Efficient Hematopoietic Redifferentiation of Induced Pluripotent Stem Cells Derived from Primitive Murine Bone Marrow Cells

Heterogeneity among induced pluripotent stem cell (iPSC) lines with regard to their gene expression profile and differentiation potential has been described and at least partly linked to the tissue of origin. Here, we generated iPSCs from primitive [lineage negative (Linneg)] and nonadherent differentiated [lineage positive (Linpos)] bone marrow cells (BM-iPSC), and compared their differentiation potential to that of fibroblast-derived iPSCs (Fib-iPSC) and embryonic stem cells (ESC).

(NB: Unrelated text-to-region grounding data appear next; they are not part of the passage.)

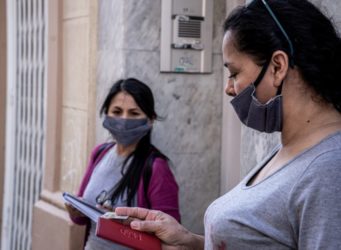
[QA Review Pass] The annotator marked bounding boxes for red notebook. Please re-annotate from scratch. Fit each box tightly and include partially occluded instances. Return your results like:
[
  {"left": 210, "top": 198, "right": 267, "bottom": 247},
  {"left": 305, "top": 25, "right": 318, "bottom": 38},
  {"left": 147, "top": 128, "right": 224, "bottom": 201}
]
[{"left": 96, "top": 216, "right": 161, "bottom": 250}]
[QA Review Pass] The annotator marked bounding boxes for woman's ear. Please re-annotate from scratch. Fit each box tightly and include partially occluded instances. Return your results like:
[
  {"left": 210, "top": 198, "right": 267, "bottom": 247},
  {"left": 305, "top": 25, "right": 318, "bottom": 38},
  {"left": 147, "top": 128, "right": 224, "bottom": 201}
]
[{"left": 270, "top": 50, "right": 289, "bottom": 87}]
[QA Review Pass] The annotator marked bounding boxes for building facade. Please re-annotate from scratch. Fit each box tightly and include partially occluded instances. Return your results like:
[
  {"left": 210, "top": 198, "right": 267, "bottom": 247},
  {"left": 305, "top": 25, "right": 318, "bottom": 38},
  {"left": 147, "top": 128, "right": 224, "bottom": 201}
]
[{"left": 0, "top": 0, "right": 340, "bottom": 249}]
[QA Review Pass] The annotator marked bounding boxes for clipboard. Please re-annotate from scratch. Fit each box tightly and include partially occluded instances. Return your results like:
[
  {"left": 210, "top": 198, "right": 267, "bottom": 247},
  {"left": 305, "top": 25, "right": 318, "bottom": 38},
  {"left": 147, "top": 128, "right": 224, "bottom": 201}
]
[{"left": 63, "top": 192, "right": 104, "bottom": 222}]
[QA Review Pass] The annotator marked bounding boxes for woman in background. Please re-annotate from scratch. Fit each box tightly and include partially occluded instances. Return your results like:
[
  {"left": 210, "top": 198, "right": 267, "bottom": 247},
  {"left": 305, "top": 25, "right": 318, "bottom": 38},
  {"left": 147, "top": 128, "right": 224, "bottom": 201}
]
[{"left": 65, "top": 78, "right": 180, "bottom": 250}]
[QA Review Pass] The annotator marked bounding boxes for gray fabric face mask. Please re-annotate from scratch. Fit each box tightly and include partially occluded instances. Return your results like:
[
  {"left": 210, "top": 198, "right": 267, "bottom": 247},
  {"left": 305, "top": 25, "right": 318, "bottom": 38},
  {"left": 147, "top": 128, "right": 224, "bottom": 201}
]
[
  {"left": 230, "top": 61, "right": 283, "bottom": 133},
  {"left": 103, "top": 116, "right": 152, "bottom": 146},
  {"left": 230, "top": 84, "right": 283, "bottom": 133}
]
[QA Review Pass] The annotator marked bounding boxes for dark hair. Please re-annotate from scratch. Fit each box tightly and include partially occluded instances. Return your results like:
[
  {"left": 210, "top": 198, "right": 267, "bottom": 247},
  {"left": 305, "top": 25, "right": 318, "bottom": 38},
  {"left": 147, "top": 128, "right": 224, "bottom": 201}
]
[
  {"left": 224, "top": 0, "right": 341, "bottom": 112},
  {"left": 100, "top": 78, "right": 157, "bottom": 119},
  {"left": 100, "top": 78, "right": 167, "bottom": 206}
]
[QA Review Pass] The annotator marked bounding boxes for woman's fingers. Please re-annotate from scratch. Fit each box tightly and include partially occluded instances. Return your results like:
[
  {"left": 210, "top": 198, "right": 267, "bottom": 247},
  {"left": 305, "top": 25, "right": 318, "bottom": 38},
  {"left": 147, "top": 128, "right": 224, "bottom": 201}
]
[
  {"left": 65, "top": 203, "right": 85, "bottom": 218},
  {"left": 115, "top": 207, "right": 154, "bottom": 220},
  {"left": 130, "top": 219, "right": 162, "bottom": 232},
  {"left": 162, "top": 245, "right": 183, "bottom": 250},
  {"left": 115, "top": 207, "right": 189, "bottom": 247}
]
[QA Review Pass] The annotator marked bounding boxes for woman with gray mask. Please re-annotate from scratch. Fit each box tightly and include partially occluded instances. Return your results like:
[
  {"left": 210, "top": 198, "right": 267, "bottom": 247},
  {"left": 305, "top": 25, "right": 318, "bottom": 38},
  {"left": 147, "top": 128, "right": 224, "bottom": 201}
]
[
  {"left": 114, "top": 0, "right": 341, "bottom": 249},
  {"left": 65, "top": 78, "right": 180, "bottom": 250}
]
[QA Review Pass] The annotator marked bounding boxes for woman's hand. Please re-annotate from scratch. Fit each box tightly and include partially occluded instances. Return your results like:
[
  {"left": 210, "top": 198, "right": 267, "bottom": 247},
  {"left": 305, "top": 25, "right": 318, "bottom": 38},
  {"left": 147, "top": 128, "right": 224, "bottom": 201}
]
[
  {"left": 64, "top": 202, "right": 86, "bottom": 219},
  {"left": 115, "top": 207, "right": 204, "bottom": 250}
]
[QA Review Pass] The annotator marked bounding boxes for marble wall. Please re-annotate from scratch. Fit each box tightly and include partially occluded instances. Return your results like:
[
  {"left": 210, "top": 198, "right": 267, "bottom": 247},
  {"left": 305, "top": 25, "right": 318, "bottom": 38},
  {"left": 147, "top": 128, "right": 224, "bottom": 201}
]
[{"left": 96, "top": 0, "right": 226, "bottom": 233}]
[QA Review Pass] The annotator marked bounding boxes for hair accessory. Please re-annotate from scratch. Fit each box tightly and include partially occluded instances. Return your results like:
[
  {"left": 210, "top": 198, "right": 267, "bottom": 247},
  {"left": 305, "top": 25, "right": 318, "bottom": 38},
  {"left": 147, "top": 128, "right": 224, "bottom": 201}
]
[{"left": 261, "top": 0, "right": 294, "bottom": 66}]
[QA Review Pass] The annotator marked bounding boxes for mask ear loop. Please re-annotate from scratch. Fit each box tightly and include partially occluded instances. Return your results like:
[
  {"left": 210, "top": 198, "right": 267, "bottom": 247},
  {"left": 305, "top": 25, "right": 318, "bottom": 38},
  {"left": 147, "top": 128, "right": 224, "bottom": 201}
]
[
  {"left": 253, "top": 60, "right": 270, "bottom": 88},
  {"left": 276, "top": 81, "right": 283, "bottom": 95},
  {"left": 254, "top": 60, "right": 284, "bottom": 96}
]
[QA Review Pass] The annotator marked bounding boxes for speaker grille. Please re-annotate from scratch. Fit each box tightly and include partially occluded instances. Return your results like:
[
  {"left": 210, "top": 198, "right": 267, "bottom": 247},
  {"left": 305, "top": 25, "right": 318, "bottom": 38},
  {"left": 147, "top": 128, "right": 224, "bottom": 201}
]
[{"left": 178, "top": 19, "right": 201, "bottom": 38}]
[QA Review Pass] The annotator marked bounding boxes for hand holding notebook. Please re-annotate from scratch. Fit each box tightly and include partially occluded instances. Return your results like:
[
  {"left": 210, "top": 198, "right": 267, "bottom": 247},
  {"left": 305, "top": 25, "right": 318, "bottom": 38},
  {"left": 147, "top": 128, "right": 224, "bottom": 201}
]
[{"left": 63, "top": 192, "right": 161, "bottom": 250}]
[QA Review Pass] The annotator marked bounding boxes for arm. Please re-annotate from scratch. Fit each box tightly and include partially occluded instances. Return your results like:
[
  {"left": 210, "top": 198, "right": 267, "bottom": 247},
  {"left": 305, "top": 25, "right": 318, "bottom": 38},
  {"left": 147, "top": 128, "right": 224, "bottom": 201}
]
[
  {"left": 115, "top": 207, "right": 204, "bottom": 250},
  {"left": 138, "top": 158, "right": 181, "bottom": 221}
]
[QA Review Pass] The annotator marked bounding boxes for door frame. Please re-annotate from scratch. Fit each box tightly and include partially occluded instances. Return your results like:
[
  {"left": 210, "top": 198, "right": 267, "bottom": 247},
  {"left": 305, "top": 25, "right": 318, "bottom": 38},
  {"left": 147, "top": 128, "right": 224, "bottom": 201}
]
[
  {"left": 0, "top": 0, "right": 7, "bottom": 240},
  {"left": 220, "top": 0, "right": 245, "bottom": 194},
  {"left": 1, "top": 0, "right": 16, "bottom": 248}
]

In the undifferentiated state, individual iPSC clones but also ESCs proved remarkably similar when analyzed for alkaline phosphatase and SSEA-1 staining, endogenous expression of the pluripotency genes Nanog, Oct4, and Sox2, or global gene expression profiles. However, substantial differences between iPSC clones were observed after induction of differentiation, which became most obvious upon cytokine-mediated instruction toward the hematopoietic lineage. All 3 BM-iPSC lines derived from undifferentiated Linneg cells yielded high proportions of cells expressing the hematopoietic differentiation marker CD41 and in 2 of these lines high proportions of CD41+/CD45+ cells were detected. In contrast, little hematopoiesis-specific surface marker expression was detected in 4 Linpos BM-iPSC and 3 Fib-iPSC lines. These results were corroborated by functional studies demonstrating robust colony outgrowth from hematopoietic progenitors in 2 of the Linneg BM-iPSCs only. Thus, in conclusion, our data demonstrate efficient generation of iPSCs from primitive hematopoietic tissue as well as efficient hematopoietic redifferentiation for Linneg BM-iPSC lines, thereby supporting the notion of an epigenetic memory in iPSCs.